For our first family hike post-lockdown we took to the Mournes for an epic 3-peak adventure. We planned out our route the night before and hit the trails with plenty of enthusiasm and rucksacks jam-packed with snacks, sun screen and water, knowing full well that our ambitions would need a positive mental attitude and lots of good fuel to keep us going. We hadn’t been hiking as a family for around 4 months and weren’t quite sure how we would fare; our minds were definitely willing but the bodies hadn’t been quite so active as we are accustomed to and we wondered if we might struggle a little!
Naturally, the first half-hour of trekking uphill was accompanied by much puffing and panting as well as plenty of pauses to catch our breath and take a sip of water. Surprisingly though, there wasn’t a single moment of moaning, merely the odd comment about how unfit we were feeling, and onwards we journeyed, buzzing to be back in one of our favourite spots together and eager to reach the summits of Meelbeg, Bearnagh and Meelmore.
Once Slieve Bearnagh was within sight there was no stopping us, looking magnificent and inviting from the summit of Meelbeg we descended into the valley, where we paused for half an hour to enjoy a little sheltered sweet spot out of the breeze, have lunch and take in the views.
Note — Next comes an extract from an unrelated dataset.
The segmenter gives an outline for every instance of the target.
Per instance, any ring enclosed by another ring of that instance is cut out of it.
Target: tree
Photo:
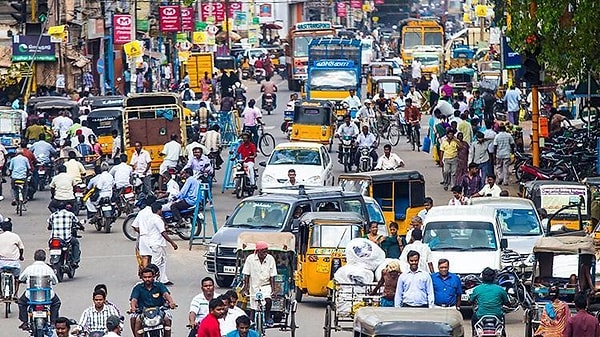
[[[535,1],[535,2],[534,2]],[[537,55],[546,73],[573,79],[600,73],[598,0],[511,0],[510,44]],[[506,23],[506,21],[504,21]]]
Hidden on the slopes among the rocks we were able to relax awhile undisturbed and chatted about how great it felt to be back in the hills doing the thing we love.
Once refuelled we were ready to get moving again and followed the trail downwards to the base of Bearnagh and then followed the zigzag trail around the side of the mountain before climbing the final steep section to the majestic summit. I always describe Bearnagh as the jewel in the crown of the Mournes and once back on top of the rocky peak it’s not hard to remember why – it is a beautiful place to stand and appreciate the far-reaching views and simply be alive and in the moment.
The rocky torrs are great to spend a little time exploring if it’s not too windy and of course the ideal location to capture a few impressive snapshots.
We then followed the extremely steep slope back down to the base of Bearnagh alongside the Mourne Wall. This section is a lot of fun but must be taken slowly as it is quite crumbly and slippery in places. Once at the foot of the mountain we caught our breaths once more and looked back up from where we had come, amazed at the sharp incline we had just descended.
We then continued alongside the wall up the side of Meelmore, turning every now and then to look back at Bearnagh, her sharp and fierce beauty seeming to become more apparent as we climbed her neighbour. We collectively agreed that our legs were definitely beginning to feel the exertion now and the chit chat simmered down into a contented hush as we made our way to the final summit of the day – Slieve Meelmore.
Here we stopped to have a cuppa and look back across the landscape we had just traversed – it never ceases to amaze me what my kids are capable of and their adventurous spirit is inspiring. As a family we have been hiking regularly for over 10 years now and we simply love it – the time together, the challenges, the views, learning and increasing our skills together in beautiful wild settings – I feel incredibly grateful as we snuggle up alongside the Mourne Wall, sipping hot drinks, exhausted but fulfilled, and I make a mental note of the abundant joy I feel right in that second. I look at my 3 boys as they talk about the day and know that these experiences will last them well into adulthood, that the resilience and determination mountains encourage can never be taught in a classroom – hills are the ultimate wild education!
We tackle the final downward slope, by now ready to kick-off our muddy boots and stinky socks and offload our backpacks. A final hop across the stream and we are back at the car park feeling wonderfully weary and ready for a bag of chips by the seaside! A 3-peak hike definitely deserves a little reward I think, don’t you?!